Closed franz1981 closed 5 months ago
Looks great!
@Sanne I've prepared a microbenchmark for this
import org.openjdk.jmh.annotations.Benchmark;
import org.openjdk.jmh.annotations.Fork;
import org.openjdk.jmh.annotations.Measurement;
import org.openjdk.jmh.annotations.OutputTimeUnit;
import org.openjdk.jmh.annotations.Param;
import org.openjdk.jmh.annotations.Scope;
import org.openjdk.jmh.annotations.Setup;
import org.openjdk.jmh.annotations.State;
import org.openjdk.jmh.annotations.Warmup;
import java.util.HashMap;
import java.util.Map;
import java.util.concurrent.TimeUnit;
@State(Scope.Thread)
@Warmup(iterations = 10, time = 400, timeUnit = TimeUnit.MILLISECONDS)
@Measurement(iterations = 5, time = 200, timeUnit = TimeUnit.MILLISECONDS)

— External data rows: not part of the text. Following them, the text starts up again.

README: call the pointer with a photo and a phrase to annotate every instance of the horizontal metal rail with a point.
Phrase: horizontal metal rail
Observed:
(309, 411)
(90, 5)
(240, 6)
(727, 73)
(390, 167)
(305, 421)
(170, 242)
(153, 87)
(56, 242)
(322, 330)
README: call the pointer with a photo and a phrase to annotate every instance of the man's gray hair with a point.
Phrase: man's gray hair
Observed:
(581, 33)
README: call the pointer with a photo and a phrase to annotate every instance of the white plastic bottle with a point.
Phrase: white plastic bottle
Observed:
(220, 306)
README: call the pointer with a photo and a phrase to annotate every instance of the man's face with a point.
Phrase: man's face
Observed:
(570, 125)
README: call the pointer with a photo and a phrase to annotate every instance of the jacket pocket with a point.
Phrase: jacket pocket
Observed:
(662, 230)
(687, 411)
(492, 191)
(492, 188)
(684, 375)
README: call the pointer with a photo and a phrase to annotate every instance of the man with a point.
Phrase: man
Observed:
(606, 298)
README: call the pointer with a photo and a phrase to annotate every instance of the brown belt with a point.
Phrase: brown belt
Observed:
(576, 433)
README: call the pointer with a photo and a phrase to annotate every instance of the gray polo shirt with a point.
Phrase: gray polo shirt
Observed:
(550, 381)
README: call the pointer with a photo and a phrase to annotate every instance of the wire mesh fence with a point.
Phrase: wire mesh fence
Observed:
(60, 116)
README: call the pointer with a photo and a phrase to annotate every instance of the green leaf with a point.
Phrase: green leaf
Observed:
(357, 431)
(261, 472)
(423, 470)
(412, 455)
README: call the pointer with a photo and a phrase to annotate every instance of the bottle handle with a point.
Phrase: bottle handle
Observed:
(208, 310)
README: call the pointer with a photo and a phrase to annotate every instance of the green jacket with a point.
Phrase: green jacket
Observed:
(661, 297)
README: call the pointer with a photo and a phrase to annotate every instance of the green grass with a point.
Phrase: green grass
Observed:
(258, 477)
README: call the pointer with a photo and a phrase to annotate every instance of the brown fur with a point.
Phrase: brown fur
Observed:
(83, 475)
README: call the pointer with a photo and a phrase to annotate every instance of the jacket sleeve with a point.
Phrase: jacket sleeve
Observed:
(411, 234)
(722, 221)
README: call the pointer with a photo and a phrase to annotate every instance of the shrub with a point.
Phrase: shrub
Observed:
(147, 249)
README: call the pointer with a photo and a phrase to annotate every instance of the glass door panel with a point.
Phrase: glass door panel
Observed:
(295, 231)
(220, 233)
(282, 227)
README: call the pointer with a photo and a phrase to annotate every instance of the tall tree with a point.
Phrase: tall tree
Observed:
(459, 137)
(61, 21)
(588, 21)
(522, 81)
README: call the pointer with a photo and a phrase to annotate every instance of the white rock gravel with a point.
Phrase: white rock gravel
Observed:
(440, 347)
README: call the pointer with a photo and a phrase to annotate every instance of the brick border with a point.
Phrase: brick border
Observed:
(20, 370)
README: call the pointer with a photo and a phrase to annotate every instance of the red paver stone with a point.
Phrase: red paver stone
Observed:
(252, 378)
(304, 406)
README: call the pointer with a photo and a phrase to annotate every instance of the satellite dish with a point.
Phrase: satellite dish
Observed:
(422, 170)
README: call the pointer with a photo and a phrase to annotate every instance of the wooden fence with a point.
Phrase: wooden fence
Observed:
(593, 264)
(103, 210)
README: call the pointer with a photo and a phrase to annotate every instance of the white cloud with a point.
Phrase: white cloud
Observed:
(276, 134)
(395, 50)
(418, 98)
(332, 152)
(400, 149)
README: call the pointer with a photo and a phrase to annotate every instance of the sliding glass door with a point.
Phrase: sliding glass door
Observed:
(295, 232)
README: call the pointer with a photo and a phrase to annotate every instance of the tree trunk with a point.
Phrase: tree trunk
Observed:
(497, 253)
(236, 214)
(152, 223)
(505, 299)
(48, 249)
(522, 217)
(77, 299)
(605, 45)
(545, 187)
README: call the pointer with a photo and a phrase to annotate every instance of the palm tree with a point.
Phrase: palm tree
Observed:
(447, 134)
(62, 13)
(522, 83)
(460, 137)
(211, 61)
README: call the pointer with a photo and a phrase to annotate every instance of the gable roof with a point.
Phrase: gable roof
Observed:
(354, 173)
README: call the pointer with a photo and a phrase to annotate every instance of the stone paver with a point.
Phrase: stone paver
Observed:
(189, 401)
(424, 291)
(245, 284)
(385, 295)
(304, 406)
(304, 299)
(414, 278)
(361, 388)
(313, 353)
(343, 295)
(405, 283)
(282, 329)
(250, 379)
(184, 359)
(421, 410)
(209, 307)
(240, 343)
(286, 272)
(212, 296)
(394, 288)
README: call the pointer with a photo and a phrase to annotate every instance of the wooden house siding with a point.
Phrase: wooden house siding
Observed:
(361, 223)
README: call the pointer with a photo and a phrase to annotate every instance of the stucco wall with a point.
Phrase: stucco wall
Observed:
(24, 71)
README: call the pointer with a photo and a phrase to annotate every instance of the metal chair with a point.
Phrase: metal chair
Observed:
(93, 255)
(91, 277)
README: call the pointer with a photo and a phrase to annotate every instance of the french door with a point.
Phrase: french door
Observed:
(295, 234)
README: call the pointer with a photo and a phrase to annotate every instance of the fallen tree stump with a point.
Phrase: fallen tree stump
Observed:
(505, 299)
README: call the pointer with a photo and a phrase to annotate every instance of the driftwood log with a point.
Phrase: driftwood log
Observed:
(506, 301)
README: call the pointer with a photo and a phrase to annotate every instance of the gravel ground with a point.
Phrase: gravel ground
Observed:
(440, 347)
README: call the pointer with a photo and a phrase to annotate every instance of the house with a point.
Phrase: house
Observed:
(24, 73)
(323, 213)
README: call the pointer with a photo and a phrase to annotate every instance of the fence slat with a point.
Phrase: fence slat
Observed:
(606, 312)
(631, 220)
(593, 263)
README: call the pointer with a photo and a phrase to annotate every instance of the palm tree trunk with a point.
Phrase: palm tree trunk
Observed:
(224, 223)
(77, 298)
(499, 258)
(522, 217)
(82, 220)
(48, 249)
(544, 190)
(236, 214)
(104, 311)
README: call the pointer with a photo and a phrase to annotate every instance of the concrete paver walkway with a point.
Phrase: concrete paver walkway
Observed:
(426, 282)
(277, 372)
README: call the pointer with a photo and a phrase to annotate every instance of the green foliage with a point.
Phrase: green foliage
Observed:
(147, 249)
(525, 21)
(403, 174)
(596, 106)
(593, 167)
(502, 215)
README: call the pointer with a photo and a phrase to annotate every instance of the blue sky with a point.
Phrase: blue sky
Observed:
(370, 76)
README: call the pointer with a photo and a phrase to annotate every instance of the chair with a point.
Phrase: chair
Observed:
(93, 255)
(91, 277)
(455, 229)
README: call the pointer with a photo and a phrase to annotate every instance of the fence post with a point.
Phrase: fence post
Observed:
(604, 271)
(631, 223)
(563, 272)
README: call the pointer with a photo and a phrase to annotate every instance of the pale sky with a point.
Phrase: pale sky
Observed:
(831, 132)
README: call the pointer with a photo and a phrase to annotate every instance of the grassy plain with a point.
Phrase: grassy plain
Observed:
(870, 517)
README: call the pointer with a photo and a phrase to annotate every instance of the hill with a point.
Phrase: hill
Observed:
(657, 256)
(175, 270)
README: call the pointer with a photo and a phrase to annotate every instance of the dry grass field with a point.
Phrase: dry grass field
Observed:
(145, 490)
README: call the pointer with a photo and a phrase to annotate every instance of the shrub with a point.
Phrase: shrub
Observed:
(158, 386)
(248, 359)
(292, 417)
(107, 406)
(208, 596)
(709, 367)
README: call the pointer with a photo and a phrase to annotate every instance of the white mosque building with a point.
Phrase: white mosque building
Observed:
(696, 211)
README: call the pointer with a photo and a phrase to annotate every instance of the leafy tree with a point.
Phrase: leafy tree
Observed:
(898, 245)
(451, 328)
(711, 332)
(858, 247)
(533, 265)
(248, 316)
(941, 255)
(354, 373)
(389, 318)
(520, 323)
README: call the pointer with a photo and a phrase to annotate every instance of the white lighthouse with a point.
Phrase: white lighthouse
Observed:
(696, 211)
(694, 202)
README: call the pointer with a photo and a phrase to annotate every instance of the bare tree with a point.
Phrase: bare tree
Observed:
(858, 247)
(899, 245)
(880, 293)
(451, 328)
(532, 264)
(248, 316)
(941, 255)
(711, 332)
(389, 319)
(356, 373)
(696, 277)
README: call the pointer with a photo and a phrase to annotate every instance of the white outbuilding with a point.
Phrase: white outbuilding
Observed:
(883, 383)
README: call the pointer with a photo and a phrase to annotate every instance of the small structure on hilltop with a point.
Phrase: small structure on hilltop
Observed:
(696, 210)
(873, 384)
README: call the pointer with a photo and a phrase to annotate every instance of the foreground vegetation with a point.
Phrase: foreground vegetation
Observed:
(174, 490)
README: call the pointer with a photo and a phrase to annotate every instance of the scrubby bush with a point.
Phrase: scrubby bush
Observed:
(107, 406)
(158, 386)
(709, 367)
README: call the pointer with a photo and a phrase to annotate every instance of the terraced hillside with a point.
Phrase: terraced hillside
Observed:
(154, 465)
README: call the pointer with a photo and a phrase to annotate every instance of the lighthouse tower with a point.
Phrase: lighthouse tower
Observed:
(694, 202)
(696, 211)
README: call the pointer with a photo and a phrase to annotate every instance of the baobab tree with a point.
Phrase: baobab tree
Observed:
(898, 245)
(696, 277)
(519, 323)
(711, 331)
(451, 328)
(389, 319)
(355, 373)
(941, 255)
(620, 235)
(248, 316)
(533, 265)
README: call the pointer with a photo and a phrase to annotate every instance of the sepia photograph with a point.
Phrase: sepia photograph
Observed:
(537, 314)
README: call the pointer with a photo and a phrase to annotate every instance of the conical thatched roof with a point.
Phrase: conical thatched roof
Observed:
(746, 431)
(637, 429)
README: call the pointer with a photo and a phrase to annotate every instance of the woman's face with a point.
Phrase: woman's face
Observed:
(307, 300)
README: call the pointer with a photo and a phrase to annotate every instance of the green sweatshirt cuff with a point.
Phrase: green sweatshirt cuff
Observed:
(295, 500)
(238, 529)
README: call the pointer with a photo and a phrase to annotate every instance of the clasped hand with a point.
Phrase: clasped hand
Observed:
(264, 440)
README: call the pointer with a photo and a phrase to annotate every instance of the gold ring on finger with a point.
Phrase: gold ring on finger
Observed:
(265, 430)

@OutputTimeUnit(TimeUnit.MICROSECONDS)
@Fork(2)
public class IndentityLookup {
private SingleWriterCopyOnWriteArrayIdentityMap<ClassLoader, Object> arrayMap;
private Map<ClassLoader, Object> hashMap;
@Param({ "2", "10"})
public int size;
private ClassLoader missingClassLoader;
private ClassLoader firstClassLoader;
private ClassLoader lastClassLoader;
@Setup
public void init() {
arrayMap = new SingleWriterCopyOnWriteArrayIdentityMap<>();
hashMap = new HashMap<>();
// create N different instances of ClassLoader
missingClassLoader = new ClassLoader() { };
for (int i = 0; i < size; i++) {
var classLoader = new ClassLoader() { };
if (i == 0) {
firstClassLoader = classLoader;
}
if (i == size - 1) {
lastClassLoader = classLoader;
}
arrayMap.put(classLoader, new Object());
hashMap.put(classLoader, new Object());
}
}
@Benchmark
public Object arrayMapGetMissing() {
return arrayMap.get(missingClassLoader);
}
@Benchmark
public Object hashMapGetMissing() {
return hashMap.get(missingClassLoader);
}
@Benchmark
public Object arrayMapGetFirst() {
return arrayMap.get(firstClassLoader);
}
@Benchmark
public Object hashMapGetFirst() {
return hashMap.get(firstClassLoader);
}
@Benchmark
public Object arrayMapGetLast() {
return arrayMap.get(lastClassLoader);
}
@Benchmark
public Object hashMapGetLast() {
return hashMap.get(lastClassLoader);
}
}
These are the results
Benchmark (size) Mode Cnt Score Error Units
IndentityLookup.arrayMapGetFirst 2 thrpt 10 1436.097 ± 33.765 ops/us
IndentityLookup.arrayMapGetFirst 10 thrpt 10 1440.117 ± 37.064 ops/us
IndentityLookup.arrayMapGetLast 2 thrpt 10 666.662 ± 3.000 ops/us
IndentityLookup.arrayMapGetLast 10 thrpt 10 332.156 ± 5.896 ops/us
IndentityLookup.arrayMapGetMissing 2 thrpt 10 640.518 ± 7.431 ops/us
IndentityLookup.arrayMapGetMissing 10 thrpt 10 301.235 ± 2.458 ops/us
IndentityLookup.hashMapGetFirst 2 thrpt 10 651.625 ± 5.688 ops/us
IndentityLookup.hashMapGetFirst 10 thrpt 10 647.957 ± 6.822 ops/us
IndentityLookup.hashMapGetLast 2 thrpt 10 652.398 ± 7.165 ops/us
IndentityLookup.hashMapGetLast 10 thrpt 10 652.113 ± 1.399 ops/us
IndentityLookup.hashMapGetMissing 2 thrpt 10 865.340 ± 8.298 ops/us
IndentityLookup.hashMapGetMissing 10 thrpt 10 870.814 ± 6.873 ops/us
The worst case scenario (if we ignore, the missing case, which shouldn't happen, right @FroMage ?) is
*GetLast
and for such, with 2 class loaders, the performance vs HashMap
is actually the same.
With 10 class loaders, instead, the array map is even slower (!!!).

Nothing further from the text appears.